From Publishers Weekly
Intrepid Aimée Leduc strives to clear the name of a childhood friend, policewoman Laure Rousseau, who's charged with shooting her partner to death, in Black's chilling sixth novel to feature the Paris PI (after 2005's
Murder in Clichy). Aimée knows the solution to proving Laure's innocence lies somewhere in the hilltop maze of the seedy Montmartre neighborhood—perhaps with a boy who says he witnessed the murder, or an aging prostitute, or any of a number of toughs or even Corsican separatists. Set in January 1995, the book vividly depicts a gritty, working-class part of Paris where rents don't always get paid and not everyone has a bed for the night. Black succeeds in making the reader feel the damp, the snow, the fear. In the process of helping Laure, Aimée not only resolves a past police scandal involving her dead father but gains in compassion and wisdom.

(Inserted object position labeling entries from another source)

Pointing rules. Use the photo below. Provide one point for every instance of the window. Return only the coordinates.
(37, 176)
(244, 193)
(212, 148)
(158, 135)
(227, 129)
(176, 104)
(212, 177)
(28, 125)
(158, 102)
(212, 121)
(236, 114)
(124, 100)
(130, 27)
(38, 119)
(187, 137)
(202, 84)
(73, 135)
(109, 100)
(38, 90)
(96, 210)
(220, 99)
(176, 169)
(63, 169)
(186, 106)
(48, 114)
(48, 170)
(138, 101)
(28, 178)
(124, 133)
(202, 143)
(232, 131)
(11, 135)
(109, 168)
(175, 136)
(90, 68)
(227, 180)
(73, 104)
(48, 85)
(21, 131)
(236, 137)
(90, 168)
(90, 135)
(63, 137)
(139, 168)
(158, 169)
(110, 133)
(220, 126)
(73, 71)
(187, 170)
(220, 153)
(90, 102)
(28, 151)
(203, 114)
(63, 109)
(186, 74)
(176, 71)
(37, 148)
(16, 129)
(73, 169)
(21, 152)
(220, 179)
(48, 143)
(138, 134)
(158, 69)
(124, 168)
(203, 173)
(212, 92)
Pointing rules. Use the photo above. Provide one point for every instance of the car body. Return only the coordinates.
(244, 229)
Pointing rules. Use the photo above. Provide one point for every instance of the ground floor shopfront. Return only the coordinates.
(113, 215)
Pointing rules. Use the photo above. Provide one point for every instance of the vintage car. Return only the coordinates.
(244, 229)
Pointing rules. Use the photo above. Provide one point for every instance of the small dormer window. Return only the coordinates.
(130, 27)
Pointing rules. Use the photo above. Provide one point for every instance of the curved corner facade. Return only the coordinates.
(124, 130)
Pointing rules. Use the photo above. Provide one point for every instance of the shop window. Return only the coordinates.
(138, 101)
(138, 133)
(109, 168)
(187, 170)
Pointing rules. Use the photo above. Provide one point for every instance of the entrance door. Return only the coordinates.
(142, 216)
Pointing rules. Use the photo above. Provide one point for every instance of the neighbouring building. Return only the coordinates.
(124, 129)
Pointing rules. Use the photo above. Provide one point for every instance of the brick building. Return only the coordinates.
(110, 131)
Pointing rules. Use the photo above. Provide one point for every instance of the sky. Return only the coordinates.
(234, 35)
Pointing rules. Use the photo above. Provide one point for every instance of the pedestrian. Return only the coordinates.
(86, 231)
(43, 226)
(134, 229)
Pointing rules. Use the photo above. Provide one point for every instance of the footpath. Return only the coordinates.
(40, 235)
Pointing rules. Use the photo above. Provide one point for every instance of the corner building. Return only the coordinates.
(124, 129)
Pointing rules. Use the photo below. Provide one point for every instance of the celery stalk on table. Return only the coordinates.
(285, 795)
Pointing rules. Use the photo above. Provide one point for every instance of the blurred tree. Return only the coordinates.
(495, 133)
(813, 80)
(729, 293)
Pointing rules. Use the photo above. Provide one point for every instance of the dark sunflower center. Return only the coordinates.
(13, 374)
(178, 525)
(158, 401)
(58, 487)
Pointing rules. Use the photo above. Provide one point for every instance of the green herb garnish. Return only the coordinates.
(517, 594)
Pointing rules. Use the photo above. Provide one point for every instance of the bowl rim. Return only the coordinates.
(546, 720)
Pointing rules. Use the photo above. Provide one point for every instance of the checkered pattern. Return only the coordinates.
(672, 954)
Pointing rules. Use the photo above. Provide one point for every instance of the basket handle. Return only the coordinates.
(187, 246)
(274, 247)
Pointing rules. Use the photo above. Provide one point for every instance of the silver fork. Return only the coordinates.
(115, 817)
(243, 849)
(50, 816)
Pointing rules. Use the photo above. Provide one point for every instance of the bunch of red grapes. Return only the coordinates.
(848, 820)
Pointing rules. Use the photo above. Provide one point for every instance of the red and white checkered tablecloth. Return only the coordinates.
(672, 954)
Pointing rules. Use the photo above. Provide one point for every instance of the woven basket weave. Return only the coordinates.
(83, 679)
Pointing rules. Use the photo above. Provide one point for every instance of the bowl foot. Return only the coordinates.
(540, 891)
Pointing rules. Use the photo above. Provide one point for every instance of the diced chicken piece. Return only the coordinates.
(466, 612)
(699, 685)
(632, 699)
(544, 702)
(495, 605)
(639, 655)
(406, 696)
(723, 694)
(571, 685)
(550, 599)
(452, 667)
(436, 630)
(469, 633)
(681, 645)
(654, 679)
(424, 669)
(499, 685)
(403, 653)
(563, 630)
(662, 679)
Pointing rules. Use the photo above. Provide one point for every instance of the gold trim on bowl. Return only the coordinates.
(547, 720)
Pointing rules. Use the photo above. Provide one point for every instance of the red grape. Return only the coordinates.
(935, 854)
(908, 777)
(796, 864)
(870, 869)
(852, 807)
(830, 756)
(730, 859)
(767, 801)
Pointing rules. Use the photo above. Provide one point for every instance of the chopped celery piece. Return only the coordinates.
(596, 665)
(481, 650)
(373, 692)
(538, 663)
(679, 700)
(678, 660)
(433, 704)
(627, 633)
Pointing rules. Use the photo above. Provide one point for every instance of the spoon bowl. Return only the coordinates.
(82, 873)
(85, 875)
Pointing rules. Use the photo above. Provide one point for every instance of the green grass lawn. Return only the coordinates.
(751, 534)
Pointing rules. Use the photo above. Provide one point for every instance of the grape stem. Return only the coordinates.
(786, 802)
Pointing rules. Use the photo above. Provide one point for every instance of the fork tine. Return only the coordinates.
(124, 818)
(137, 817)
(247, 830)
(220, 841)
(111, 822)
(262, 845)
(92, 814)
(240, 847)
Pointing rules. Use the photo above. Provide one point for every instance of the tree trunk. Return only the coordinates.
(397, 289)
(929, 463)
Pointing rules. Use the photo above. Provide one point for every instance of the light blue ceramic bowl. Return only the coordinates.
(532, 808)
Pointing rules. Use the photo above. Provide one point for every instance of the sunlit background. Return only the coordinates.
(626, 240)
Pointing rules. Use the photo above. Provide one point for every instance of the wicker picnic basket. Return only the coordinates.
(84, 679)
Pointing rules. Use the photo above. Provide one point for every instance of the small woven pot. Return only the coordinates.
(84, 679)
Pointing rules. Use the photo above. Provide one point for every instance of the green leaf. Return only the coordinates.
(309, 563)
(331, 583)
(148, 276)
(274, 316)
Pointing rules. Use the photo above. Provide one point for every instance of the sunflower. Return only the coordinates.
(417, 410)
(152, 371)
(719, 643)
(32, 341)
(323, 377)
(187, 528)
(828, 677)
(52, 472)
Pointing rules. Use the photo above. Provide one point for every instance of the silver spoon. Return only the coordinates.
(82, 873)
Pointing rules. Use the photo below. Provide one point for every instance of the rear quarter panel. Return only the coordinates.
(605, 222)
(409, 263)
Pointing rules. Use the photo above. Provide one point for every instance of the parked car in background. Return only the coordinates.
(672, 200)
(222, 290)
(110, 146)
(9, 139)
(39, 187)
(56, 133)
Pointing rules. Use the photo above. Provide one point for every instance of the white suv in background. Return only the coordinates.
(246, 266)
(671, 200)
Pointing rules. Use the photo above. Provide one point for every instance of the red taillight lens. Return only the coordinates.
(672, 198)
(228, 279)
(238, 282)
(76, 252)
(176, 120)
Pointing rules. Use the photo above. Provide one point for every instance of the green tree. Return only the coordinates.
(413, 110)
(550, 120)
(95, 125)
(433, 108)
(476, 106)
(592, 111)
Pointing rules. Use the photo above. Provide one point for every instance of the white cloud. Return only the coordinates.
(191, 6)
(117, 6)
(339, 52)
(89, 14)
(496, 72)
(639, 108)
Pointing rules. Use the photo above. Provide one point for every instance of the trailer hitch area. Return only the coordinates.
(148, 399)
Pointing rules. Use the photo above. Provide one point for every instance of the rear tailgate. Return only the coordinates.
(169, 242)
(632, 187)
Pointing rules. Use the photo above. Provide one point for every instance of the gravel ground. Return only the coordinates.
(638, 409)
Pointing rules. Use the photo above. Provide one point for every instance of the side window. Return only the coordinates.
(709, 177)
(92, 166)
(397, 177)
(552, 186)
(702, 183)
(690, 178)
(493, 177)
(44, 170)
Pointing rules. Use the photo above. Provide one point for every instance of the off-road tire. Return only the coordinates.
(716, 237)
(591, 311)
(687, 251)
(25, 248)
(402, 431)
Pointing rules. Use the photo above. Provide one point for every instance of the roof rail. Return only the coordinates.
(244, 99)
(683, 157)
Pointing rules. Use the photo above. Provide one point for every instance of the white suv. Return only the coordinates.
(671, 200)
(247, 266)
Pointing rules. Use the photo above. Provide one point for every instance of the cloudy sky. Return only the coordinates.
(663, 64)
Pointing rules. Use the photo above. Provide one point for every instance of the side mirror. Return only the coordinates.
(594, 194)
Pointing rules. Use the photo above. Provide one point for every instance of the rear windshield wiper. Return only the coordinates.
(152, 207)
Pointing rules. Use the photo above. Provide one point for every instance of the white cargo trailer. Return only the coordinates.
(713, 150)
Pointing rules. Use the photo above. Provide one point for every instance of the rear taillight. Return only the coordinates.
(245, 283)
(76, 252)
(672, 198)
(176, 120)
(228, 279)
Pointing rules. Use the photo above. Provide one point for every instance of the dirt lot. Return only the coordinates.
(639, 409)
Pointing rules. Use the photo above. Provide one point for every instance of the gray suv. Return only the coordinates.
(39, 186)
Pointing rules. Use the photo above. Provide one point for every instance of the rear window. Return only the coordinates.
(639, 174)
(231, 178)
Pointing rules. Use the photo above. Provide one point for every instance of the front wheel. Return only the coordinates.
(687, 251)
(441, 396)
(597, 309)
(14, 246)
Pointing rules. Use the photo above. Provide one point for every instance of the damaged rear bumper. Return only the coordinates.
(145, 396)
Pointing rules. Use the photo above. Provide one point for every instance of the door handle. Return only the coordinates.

(Mar.) Copyright © Reed Business Information, a division of Reed Elsevier Inc. All rights reserved.
From Booklist
Black continues her peregrinations around Paris' most history-drenched neighborhoods (
Murder in Clichy, 2005) with this sixth in the series, this time set in Montmartre. Aimee Leduc, the intrepid computer-security analyst who can't keep her nose out of murder investigations, smells fresh blood after a childhood friend, now a policewoman, is accused of shooting her partner. Aimee doesn't buy it and takes to the streets and alleys of Montmartre in search of the real story. The trail leads to a group of Corsican separatists, aimed at achieving their political goals by any means necessary. As always, Black uses landscape for far more than window dressing, incorporating details of Montmartre history into the fabric of the plot and never missing an opportunity to connect, say, a Metro station named for a Communist Resistance fighter to the struggles of contemporary Corsicans. A common theme running throughout Black's consistently engaging series, in fact, is the frustration of various immigrant groups trying to live in and around Paris, a topic of ever more urgent concern.